In my recent post In Case of Natural Disaster, I made a passing reference to my 50-in-5 lists, a writing habit I created for myself a few years ago as I’ve gotten further and further into this crazy tv writing career. And the texts and conversations that poured in as soon as I posted it all tended to swirl around one question — What is this 50-in-5 thing?  So, I thought it was time for some answers.

The Short Answer: A List. 50 Ideas. 5 Days.

Yep.  You heard me. 5-0 ideas. 5-0 loglines. 5-0 characters and creations and complications. Fifty.

I give myself 5 days to come up with 50 ideas — written down and saved for future storyline ideas. Now, lest you think I am some sort of story genius with ideas just pouring out of me all the time… It’s true!  It’s all true!  I am a genius!!! (*goes mad with power*)

Just kidding. 

The Long Answer: 49 Terrible/Mediocre/Ehhh/Boring Ideas. Hopefully one good one. 5 days.

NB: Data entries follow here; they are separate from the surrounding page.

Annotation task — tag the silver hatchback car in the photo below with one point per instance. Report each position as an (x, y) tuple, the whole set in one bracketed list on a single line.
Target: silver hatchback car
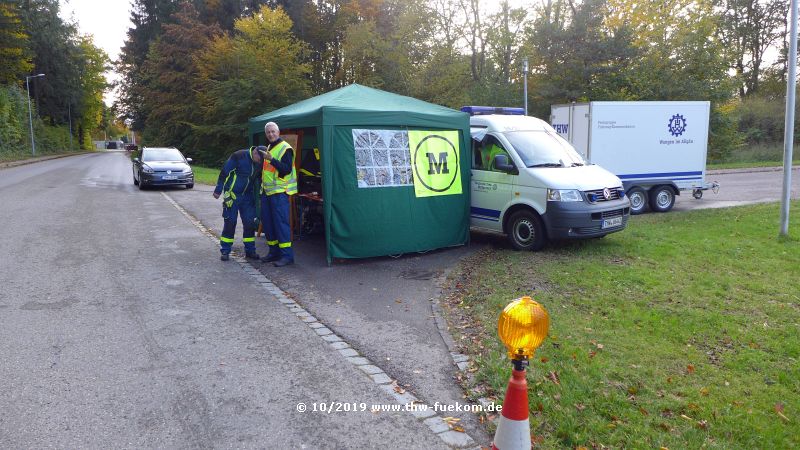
[(160, 166)]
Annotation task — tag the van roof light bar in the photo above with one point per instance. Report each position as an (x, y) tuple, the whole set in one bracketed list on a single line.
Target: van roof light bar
[(482, 110)]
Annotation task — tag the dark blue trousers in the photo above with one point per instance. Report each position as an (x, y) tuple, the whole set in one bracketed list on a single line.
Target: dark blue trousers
[(275, 220), (245, 207)]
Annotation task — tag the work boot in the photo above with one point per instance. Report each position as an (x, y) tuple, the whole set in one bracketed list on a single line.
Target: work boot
[(270, 258)]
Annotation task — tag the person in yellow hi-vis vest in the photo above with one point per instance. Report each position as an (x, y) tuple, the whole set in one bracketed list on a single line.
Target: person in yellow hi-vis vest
[(278, 182)]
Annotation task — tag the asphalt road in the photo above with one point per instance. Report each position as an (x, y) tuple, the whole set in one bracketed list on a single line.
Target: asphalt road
[(741, 187), (120, 328)]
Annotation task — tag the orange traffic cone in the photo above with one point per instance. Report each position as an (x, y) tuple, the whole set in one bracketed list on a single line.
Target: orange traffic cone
[(513, 431)]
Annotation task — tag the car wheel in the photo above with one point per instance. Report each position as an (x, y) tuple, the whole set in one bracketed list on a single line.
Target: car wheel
[(662, 198), (638, 198), (525, 231)]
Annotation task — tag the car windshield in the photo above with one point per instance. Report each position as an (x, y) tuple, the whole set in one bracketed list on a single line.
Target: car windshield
[(543, 149), (162, 154)]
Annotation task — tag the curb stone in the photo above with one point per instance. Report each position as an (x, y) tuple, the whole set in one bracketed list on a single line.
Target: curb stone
[(382, 380)]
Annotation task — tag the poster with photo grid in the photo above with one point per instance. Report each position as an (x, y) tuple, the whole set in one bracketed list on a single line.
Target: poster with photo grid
[(382, 158)]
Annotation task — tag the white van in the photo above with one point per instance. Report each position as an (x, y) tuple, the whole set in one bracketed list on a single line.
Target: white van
[(530, 184)]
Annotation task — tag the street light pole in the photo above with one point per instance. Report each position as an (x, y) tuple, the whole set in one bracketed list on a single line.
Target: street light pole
[(525, 82), (30, 115), (788, 131), (69, 113)]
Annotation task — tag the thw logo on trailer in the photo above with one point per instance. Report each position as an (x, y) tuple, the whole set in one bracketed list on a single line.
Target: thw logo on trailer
[(677, 125)]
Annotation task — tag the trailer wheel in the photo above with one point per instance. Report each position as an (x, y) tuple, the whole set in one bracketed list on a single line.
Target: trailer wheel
[(525, 231), (638, 198), (662, 198)]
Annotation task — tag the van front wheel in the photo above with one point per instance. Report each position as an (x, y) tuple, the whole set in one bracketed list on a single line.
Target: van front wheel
[(525, 231)]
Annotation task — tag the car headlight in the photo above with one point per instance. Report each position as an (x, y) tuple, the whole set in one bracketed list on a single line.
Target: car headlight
[(564, 195)]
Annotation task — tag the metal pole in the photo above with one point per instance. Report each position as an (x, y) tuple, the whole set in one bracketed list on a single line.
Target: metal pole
[(30, 116), (525, 82), (788, 134), (69, 112)]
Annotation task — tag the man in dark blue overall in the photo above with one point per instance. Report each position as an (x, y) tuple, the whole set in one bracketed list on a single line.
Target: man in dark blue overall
[(240, 182)]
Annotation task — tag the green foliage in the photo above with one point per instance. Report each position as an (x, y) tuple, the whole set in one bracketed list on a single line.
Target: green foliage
[(14, 50), (170, 103), (651, 344), (724, 138), (259, 69)]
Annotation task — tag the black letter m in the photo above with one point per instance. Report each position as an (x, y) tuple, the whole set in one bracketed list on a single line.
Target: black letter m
[(437, 167)]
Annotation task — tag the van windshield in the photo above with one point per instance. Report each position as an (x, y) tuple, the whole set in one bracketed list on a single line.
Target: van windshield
[(543, 149)]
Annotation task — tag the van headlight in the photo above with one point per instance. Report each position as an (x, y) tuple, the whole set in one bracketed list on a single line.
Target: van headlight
[(564, 195)]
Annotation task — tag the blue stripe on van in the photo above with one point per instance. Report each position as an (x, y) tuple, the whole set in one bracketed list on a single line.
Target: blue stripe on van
[(659, 175)]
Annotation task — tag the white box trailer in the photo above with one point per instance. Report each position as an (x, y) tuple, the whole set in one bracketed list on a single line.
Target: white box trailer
[(657, 149)]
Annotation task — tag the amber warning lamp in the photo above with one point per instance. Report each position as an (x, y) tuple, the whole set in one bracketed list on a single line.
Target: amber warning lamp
[(522, 327)]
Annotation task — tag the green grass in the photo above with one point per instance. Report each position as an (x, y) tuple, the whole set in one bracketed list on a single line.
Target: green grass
[(755, 155), (682, 331), (205, 175)]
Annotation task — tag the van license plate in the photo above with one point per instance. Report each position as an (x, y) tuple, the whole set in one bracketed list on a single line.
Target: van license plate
[(613, 222)]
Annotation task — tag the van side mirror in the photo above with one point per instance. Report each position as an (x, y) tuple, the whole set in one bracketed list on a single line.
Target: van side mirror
[(501, 162)]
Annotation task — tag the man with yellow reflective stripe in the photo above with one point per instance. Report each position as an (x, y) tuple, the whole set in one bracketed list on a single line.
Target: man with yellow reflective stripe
[(240, 180), (278, 182)]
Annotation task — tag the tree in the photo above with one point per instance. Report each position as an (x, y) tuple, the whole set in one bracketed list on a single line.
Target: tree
[(169, 100), (748, 28), (14, 50), (88, 106)]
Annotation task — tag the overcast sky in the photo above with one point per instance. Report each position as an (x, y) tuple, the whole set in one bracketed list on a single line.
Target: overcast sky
[(107, 21)]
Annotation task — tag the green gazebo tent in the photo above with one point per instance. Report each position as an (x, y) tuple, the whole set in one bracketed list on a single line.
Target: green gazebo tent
[(395, 170)]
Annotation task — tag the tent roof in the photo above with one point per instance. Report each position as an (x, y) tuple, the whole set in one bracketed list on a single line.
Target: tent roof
[(360, 105)]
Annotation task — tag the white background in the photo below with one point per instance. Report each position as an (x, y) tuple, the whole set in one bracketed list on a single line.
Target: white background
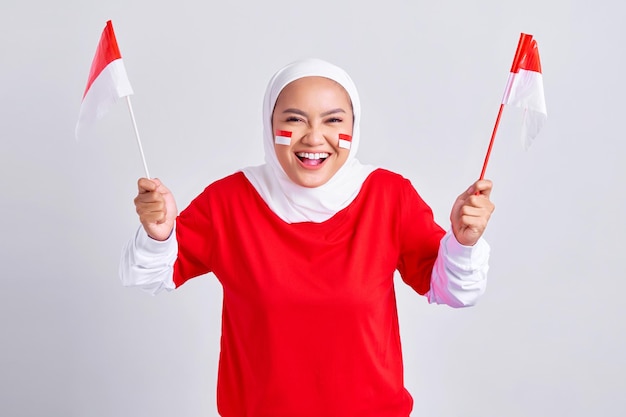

50-in-5 lists are messy, and that’s perfectly all right. 

I’ve found that the easiest way to start a 50-in-5 list is to start a new doc on my ever-present laptop.  There are other times I’ve put everything on post-it notes or handwritten the lists in my journal.  But I’m at my most organized when it’s all on my computer. And post-it notes fall off the wall and get vacuumed up or tucked away in yesterday’s mail — and I for one hate the idea that my Emmy-winning idea is lost in the belly of my Roomba. That would suck.

But find a way to organize and keep these lists — whatever works for you!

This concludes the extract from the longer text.